About four years ago, Trader Joe’s and Wild Oats came to town, which eventually drove the Washoe Zephyr Food Co-op out of business and cut into the Food Not Bombs supply.

“The co-op used to donate falafels and tons of vegetables that expired that day but were still good,” Davin says. Food Not Bombs almost disappeared in Reno but is making a comeback. “Now the Bagel Stand makes donations every Saturday. They’re happy to help. We just need to go to more businesses and ask for the food they don’t need.”

Free for all

The dining table at the Millers’ house is piled high with bags of pita bread, scones and bagels recovered from commercial Dumpsters, all good but one-day expired. “It’s disgusting how much food goes to waste,” Cam Miller says. Ten percent of the edible food discarded by the food industry is enough to feed every hungry mouth in the country, he says.
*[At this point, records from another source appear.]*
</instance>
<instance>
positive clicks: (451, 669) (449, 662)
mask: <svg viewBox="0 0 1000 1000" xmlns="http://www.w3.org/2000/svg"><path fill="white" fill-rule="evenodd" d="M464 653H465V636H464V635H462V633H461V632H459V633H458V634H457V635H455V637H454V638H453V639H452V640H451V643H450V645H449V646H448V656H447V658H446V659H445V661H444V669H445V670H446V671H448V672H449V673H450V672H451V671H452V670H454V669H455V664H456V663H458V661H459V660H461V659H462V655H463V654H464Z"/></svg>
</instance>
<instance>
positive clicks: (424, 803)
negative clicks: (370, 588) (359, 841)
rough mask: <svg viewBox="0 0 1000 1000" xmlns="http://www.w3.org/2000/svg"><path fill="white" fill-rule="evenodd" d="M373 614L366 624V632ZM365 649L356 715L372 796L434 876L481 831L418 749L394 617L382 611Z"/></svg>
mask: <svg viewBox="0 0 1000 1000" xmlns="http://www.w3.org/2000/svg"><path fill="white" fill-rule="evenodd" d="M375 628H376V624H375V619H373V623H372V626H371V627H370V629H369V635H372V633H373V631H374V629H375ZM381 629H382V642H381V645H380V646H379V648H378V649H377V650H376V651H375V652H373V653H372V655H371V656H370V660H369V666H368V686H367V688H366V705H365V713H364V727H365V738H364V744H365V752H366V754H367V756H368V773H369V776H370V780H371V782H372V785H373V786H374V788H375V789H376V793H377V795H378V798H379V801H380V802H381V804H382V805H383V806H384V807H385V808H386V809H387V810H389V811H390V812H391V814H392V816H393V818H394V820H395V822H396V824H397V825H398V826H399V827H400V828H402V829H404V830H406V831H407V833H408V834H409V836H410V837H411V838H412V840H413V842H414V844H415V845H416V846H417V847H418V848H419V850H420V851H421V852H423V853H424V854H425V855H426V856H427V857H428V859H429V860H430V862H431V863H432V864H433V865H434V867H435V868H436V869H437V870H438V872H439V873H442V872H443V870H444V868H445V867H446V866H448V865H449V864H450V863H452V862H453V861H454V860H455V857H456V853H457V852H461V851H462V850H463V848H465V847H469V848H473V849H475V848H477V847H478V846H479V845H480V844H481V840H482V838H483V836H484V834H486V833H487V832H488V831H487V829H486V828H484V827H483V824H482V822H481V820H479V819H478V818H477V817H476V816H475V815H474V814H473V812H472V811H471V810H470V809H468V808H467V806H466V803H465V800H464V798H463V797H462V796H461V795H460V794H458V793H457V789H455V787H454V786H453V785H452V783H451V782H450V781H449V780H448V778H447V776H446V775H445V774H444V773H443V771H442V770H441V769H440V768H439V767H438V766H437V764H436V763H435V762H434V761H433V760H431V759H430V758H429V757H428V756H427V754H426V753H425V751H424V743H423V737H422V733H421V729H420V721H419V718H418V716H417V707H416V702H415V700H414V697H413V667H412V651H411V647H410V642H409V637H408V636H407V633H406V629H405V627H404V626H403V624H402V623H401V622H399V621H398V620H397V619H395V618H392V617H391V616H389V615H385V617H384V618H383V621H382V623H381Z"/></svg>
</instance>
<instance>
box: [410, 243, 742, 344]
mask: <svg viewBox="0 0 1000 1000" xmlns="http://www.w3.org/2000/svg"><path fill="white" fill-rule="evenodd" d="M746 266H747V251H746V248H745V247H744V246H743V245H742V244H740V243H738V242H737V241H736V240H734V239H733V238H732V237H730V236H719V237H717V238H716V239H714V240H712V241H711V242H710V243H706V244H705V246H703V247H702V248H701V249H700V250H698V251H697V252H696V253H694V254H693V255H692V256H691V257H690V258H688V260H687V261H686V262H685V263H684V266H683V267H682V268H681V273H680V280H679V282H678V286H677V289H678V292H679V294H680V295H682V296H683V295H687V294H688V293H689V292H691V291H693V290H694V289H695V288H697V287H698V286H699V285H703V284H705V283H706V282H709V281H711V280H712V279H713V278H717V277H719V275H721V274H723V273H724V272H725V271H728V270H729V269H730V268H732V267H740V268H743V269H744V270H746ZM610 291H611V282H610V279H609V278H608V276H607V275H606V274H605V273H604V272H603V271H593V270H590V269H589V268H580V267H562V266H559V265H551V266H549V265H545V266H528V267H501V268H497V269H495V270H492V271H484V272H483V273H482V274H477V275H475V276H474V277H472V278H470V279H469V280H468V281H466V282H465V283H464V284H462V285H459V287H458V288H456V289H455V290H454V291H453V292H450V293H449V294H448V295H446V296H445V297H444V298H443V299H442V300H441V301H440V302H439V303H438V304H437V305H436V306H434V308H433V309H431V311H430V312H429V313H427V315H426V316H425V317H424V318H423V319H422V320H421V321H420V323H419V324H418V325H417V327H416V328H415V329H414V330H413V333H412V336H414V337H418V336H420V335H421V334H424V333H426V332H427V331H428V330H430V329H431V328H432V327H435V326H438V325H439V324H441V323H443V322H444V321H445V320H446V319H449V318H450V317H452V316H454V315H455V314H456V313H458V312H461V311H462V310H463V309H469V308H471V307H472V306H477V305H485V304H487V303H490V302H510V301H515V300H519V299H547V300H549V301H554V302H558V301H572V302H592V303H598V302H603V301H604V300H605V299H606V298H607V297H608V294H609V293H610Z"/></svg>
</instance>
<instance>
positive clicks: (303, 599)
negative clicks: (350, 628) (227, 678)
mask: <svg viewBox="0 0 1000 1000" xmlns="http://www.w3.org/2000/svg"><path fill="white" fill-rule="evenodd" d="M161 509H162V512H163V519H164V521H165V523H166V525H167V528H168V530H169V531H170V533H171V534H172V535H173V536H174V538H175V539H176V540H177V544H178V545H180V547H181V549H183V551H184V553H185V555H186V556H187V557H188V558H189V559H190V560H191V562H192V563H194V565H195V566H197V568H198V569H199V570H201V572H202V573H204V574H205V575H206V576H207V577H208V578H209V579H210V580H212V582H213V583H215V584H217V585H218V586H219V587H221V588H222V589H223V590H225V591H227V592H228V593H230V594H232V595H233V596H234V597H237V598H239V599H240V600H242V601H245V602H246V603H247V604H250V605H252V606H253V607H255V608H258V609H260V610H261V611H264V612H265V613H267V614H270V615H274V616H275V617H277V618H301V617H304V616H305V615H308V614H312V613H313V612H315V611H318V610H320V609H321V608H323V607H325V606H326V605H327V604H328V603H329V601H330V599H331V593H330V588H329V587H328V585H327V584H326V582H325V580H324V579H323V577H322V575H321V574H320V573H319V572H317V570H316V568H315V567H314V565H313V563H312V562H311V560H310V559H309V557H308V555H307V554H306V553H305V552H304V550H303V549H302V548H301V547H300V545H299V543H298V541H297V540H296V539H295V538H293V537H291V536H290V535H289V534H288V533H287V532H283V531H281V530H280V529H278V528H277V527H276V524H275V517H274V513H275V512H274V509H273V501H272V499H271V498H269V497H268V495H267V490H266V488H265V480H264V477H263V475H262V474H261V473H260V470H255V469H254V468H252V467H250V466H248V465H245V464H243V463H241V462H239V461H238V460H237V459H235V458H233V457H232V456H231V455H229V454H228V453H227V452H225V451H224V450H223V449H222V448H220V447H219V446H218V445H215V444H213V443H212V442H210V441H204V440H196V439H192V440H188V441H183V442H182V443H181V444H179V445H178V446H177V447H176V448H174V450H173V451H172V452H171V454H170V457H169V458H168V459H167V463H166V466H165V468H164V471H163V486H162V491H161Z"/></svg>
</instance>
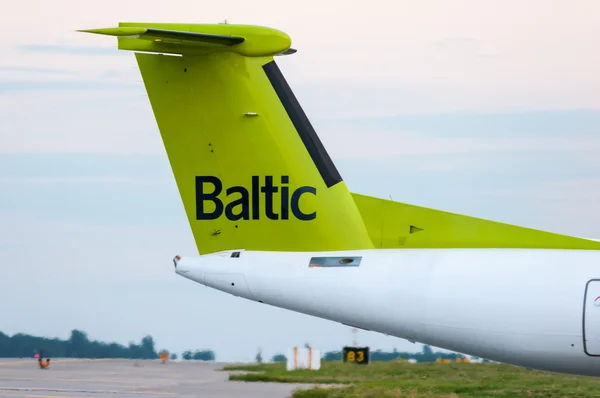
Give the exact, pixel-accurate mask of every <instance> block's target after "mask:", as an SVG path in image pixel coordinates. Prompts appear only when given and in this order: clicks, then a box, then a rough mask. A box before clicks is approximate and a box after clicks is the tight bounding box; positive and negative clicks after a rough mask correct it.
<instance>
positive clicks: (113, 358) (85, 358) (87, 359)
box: [0, 358, 117, 366]
mask: <svg viewBox="0 0 600 398" xmlns="http://www.w3.org/2000/svg"><path fill="white" fill-rule="evenodd" d="M115 360H117V358H97V359H92V358H81V359H79V358H73V359H50V366H52V364H53V363H65V362H100V361H103V362H104V361H115ZM25 363H33V364H35V363H37V361H36V360H35V359H33V358H32V359H30V360H26V361H0V366H10V365H21V364H25Z"/></svg>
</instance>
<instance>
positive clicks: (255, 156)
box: [85, 23, 373, 254]
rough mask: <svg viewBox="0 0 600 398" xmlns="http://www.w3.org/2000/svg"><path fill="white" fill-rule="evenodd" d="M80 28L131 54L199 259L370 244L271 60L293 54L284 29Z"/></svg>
mask: <svg viewBox="0 0 600 398" xmlns="http://www.w3.org/2000/svg"><path fill="white" fill-rule="evenodd" d="M85 32H89V33H99V34H108V35H112V36H117V37H118V43H119V49H124V50H132V51H135V52H136V53H135V56H136V59H137V63H138V66H139V69H140V71H141V75H142V78H143V81H144V85H145V87H146V90H147V93H148V97H149V99H150V103H151V106H152V109H153V112H154V115H155V118H156V122H157V124H158V127H159V130H160V134H161V137H162V140H163V143H164V146H165V149H166V152H167V155H168V158H169V161H170V164H171V167H172V170H173V174H174V177H175V180H176V182H177V186H178V189H179V193H180V195H181V199H182V201H183V204H184V207H185V211H186V214H187V217H188V220H189V223H190V226H191V229H192V232H193V235H194V239H195V241H196V244H197V248H198V251H199V252H200V253H203V254H205V253H211V252H216V251H221V250H229V249H234V248H243V249H247V250H273V251H326V250H348V249H367V248H372V247H373V245H372V242H371V239H370V237H369V234H368V232H367V230H366V227H365V225H364V223H363V221H362V218H361V215H360V212H359V210H358V208H357V206H356V204H355V202H354V200H353V198H352V195H351V193H350V192H349V190H348V188H347V187H346V185H345V183H344V181H343V179H342V177H341V176H340V174H339V172H338V170H337V169H336V167H335V165H334V164H333V162H332V160H331V159H330V157H329V155H328V154H327V151H326V150H325V148H324V146H323V144H322V143H321V141H320V140H319V138H318V136H317V134H316V133H315V131H314V129H313V127H312V126H311V123H310V122H309V120H308V118H307V117H306V115H305V114H304V112H303V110H302V108H301V106H300V104H299V103H298V101H297V100H296V97H295V96H294V93H293V92H292V90H291V89H290V87H289V85H288V83H287V82H286V80H285V78H284V76H283V74H282V73H281V70H280V69H279V67H278V65H277V63H276V62H275V59H274V56H277V55H286V54H291V53H293V52H295V50H293V49H291V47H290V46H291V40H290V38H289V37H288V36H287V35H286V34H285V33H283V32H280V31H277V30H275V29H270V28H265V27H257V26H247V25H229V24H217V25H200V24H198V25H190V24H160V23H120V24H119V27H118V28H108V29H93V30H86V31H85ZM164 54H171V55H178V56H169V55H164Z"/></svg>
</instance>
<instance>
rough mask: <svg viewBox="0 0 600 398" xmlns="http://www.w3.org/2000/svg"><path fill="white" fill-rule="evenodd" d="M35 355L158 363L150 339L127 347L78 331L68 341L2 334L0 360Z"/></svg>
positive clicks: (146, 338) (56, 356)
mask: <svg viewBox="0 0 600 398" xmlns="http://www.w3.org/2000/svg"><path fill="white" fill-rule="evenodd" d="M36 353H37V354H42V355H43V356H44V357H48V358H52V357H55V358H126V359H156V358H157V357H158V352H157V350H156V347H155V343H154V339H153V338H152V336H150V335H148V336H144V337H143V338H142V339H141V341H140V343H139V344H136V343H135V342H133V341H132V342H130V343H129V344H128V345H126V346H125V345H122V344H118V343H105V342H102V341H96V340H90V339H89V337H88V335H87V333H86V332H84V331H81V330H77V329H74V330H72V331H71V336H70V337H69V338H68V339H67V340H62V339H59V338H48V337H38V336H32V335H28V334H24V333H17V334H15V335H13V336H8V335H7V334H5V333H2V332H0V357H2V358H26V357H33V356H34V354H36ZM182 358H183V359H188V360H189V359H199V360H204V361H214V360H215V353H214V352H212V351H210V350H201V351H195V352H192V351H186V352H184V353H183V355H182ZM171 359H177V354H174V353H173V354H171Z"/></svg>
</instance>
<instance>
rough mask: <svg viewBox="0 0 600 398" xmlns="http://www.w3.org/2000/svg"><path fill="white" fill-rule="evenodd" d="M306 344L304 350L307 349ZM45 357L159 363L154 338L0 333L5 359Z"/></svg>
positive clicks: (84, 335) (2, 346)
mask: <svg viewBox="0 0 600 398" xmlns="http://www.w3.org/2000/svg"><path fill="white" fill-rule="evenodd" d="M308 346H309V345H308V344H305V347H308ZM40 352H41V353H42V354H43V356H44V357H48V358H52V357H54V358H126V359H156V358H157V357H158V352H157V350H156V347H155V342H154V339H153V338H152V336H150V335H147V336H144V337H143V338H142V339H141V341H140V343H139V344H137V343H135V342H133V341H132V342H130V343H129V344H128V345H126V346H125V345H122V344H118V343H114V342H113V343H105V342H102V341H96V340H90V339H89V337H88V335H87V333H86V332H84V331H81V330H77V329H74V330H72V331H71V336H70V337H69V338H68V339H66V340H62V339H59V338H47V337H38V336H32V335H28V334H24V333H17V334H15V335H13V336H8V335H6V334H5V333H2V332H0V357H2V358H26V357H33V355H34V354H35V353H40ZM370 357H371V361H393V360H396V359H416V360H417V361H418V362H435V361H436V360H437V359H438V358H441V359H450V360H451V361H455V360H456V358H464V355H461V354H456V353H443V352H434V351H433V350H432V349H431V347H430V346H428V345H425V346H423V349H422V351H421V352H400V351H397V350H396V349H394V350H393V351H392V352H385V351H381V350H376V351H371V352H370ZM181 358H182V359H184V360H201V361H214V360H215V359H216V355H215V353H214V351H212V350H196V351H191V350H187V351H184V352H183V353H182V355H181ZM322 358H323V360H325V361H341V360H342V352H341V351H328V352H325V353H324V354H323V356H322ZM171 359H177V354H175V353H171ZM262 360H263V359H262V353H261V352H260V351H259V353H258V354H257V356H256V361H257V362H262ZM271 361H272V362H286V361H287V358H286V356H285V355H284V354H275V355H273V356H272V357H271Z"/></svg>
He throws the breadstuffs in a cardboard box as Tress carries the five-gallon bucket to the car.

They stop by Ark-a'ík, record store and music venue, where later in the day a benefit show will be held for Food Not Bombs. Price of admission is $5 or three cans of food. Just before he leaves to distribute food at Bicentennial Park (across Arlington Avenue from Wingfield Park), Cam Miller speaks with some punks who have arrived for the show.

“Do you need people to help out?” asks Danielle, a pale girl with an accent that fits her name. The boy beside her is holding a plastic bag that contains six cans of food.

“Yeah, we can use all the help we can get,” Cam Miller says.

A medley of people begin to gather at Bicentennial Park when the cars approach.

“Hey, you guys hungry?” Miller asks a homeless man and woman sitting together on a bench. They nod their heads.

“How y’all doin’ today?” he says to another group.

“I’m Roger,” one man replies. “I’m hungry.”

Another man sleeps alone on the ground. Miller fills a Dixie cup with beans and rice, takes a bag of bagels, and sets it down next to the man.

He turns his head and rises slowly.

“Sorry for waking you,” Miller says.

This time, no one walks up to put money in Miller’s hand. Food Not Bombs has been largely ignored by society and the media, even in larger cities like San Francisco, where police have made more than 700 arrests in the last decade related to Food Not Bombs because of behavior like Cam’s.

“They’d rather see people scrape for food in the trash than have a hot meal," Foster says.